Digital endpoints include sensor-generated information, which can come from a range of sources that include smartwatches, phones, bed mats, connected scales and even smart contact lenses.

This new toolkit also includes a glossary of terms, a quick-start guide to drug reimbursement in the U.S. and Europe, and information about opportunities and challenges in implementing the technologies.

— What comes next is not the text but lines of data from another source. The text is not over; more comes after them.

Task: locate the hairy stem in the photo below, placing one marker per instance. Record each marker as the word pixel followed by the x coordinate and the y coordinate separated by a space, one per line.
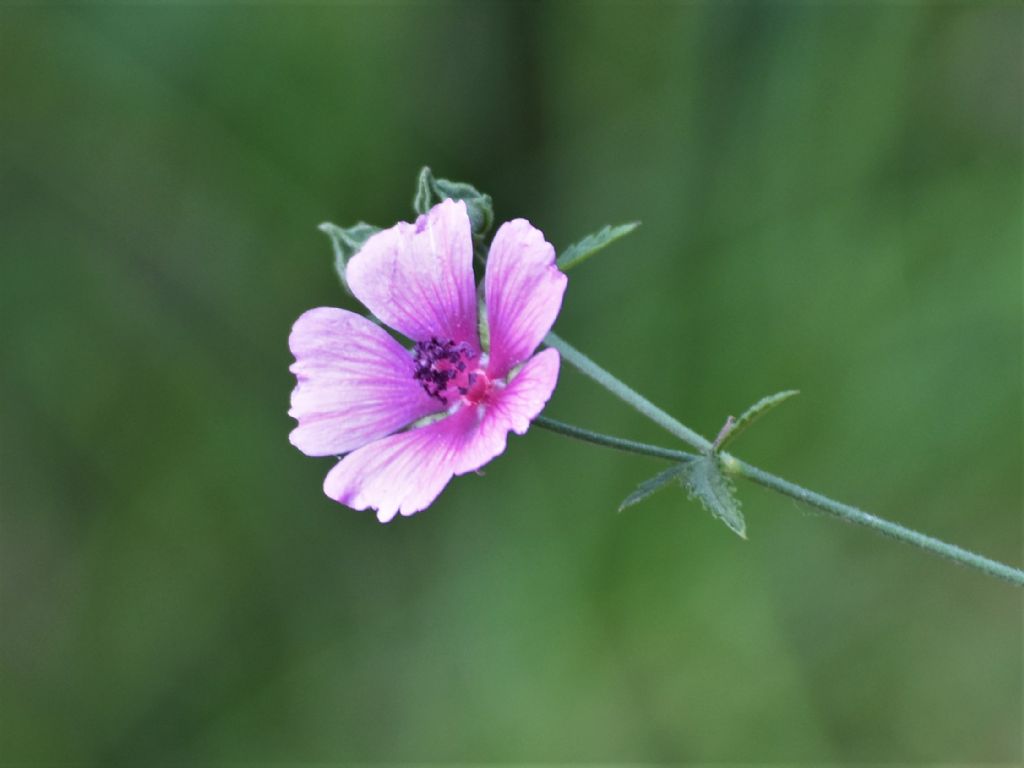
pixel 742 469
pixel 620 443
pixel 625 392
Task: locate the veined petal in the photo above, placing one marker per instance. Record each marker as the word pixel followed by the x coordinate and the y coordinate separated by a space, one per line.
pixel 523 293
pixel 404 472
pixel 354 383
pixel 418 278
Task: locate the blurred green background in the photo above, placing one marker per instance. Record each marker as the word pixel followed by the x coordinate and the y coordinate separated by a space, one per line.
pixel 832 200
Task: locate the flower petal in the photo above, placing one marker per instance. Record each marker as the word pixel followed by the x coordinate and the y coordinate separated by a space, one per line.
pixel 354 383
pixel 523 294
pixel 418 278
pixel 404 473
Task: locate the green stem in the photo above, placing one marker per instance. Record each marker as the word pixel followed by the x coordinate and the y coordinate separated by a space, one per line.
pixel 742 469
pixel 625 392
pixel 620 443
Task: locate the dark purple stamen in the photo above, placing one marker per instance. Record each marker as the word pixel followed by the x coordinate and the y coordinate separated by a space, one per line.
pixel 438 363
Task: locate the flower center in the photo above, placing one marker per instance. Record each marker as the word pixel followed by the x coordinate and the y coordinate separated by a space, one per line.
pixel 448 371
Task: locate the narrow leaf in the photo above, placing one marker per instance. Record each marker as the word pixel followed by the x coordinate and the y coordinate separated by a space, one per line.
pixel 430 190
pixel 590 245
pixel 651 484
pixel 706 482
pixel 346 243
pixel 751 415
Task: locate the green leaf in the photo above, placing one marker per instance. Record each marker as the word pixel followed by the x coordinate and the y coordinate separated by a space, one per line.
pixel 590 245
pixel 708 484
pixel 431 190
pixel 751 415
pixel 651 484
pixel 346 243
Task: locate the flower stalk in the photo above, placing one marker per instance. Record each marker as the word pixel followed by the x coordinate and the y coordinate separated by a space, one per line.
pixel 741 469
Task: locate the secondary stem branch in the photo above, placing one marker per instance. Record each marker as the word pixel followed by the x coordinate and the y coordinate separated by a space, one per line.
pixel 735 466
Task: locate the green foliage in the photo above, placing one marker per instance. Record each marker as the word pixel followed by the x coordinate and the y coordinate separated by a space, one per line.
pixel 712 487
pixel 346 243
pixel 733 428
pixel 580 252
pixel 652 484
pixel 430 190
pixel 705 481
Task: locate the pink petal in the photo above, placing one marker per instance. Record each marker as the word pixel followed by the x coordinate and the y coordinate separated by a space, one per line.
pixel 523 294
pixel 355 383
pixel 404 473
pixel 418 278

"It really was a sort of high-powered, multidisciplinary group of very thoughtful experts at the leading edge of this field saying we believe in the use of digital endpoints. We need to make sure that if we are using them, we aren't going to risk any delays or any inefficiencies in bringing new therapies developed using digital endpoints to market," Goldsack said. 

WHY IT MATTERS 

The use of digital endpoints in research is growing quickly. In fact, last month the FDA issued a draft guidance on using digital health data in clinical trials. This new initiative is focused on propelling the conversation on adoption. 

"We thought a lot, as an industry, about the use of these sorts of digital-measurement products, these digital sensors, digital endpoints for drug development. We spent years as an industry thinking about regulatory acceptance of these new measures of the data and the evidence they generate," Goldsack said. "To date, we've thought very little about payer and health-technology-assessment organization acceptance."

THE LARGER TREND

This isn't the first time that DiMe has dipped into the digital-endpoints game. In November, the company announced that it is teaming up with pharma giants AbbVie, Janssen Research and Development, Novartis, Pfizer and UCB to make nocturnal scratch an endpoint for atopic dermatitis. 

ON THE RECORD 

"By launching these new recommendations and resources, we are the first to recognize and address the need to ensure that evidence from digital endpoints is developed in a way that is acceptable to payers as well as regulators," Goldsack said in a statement.

"We applaud the forward-looking vision of our partners in this project and are proud to make these resources available in advance of any delays in making effective new treatments available to the patients who need them."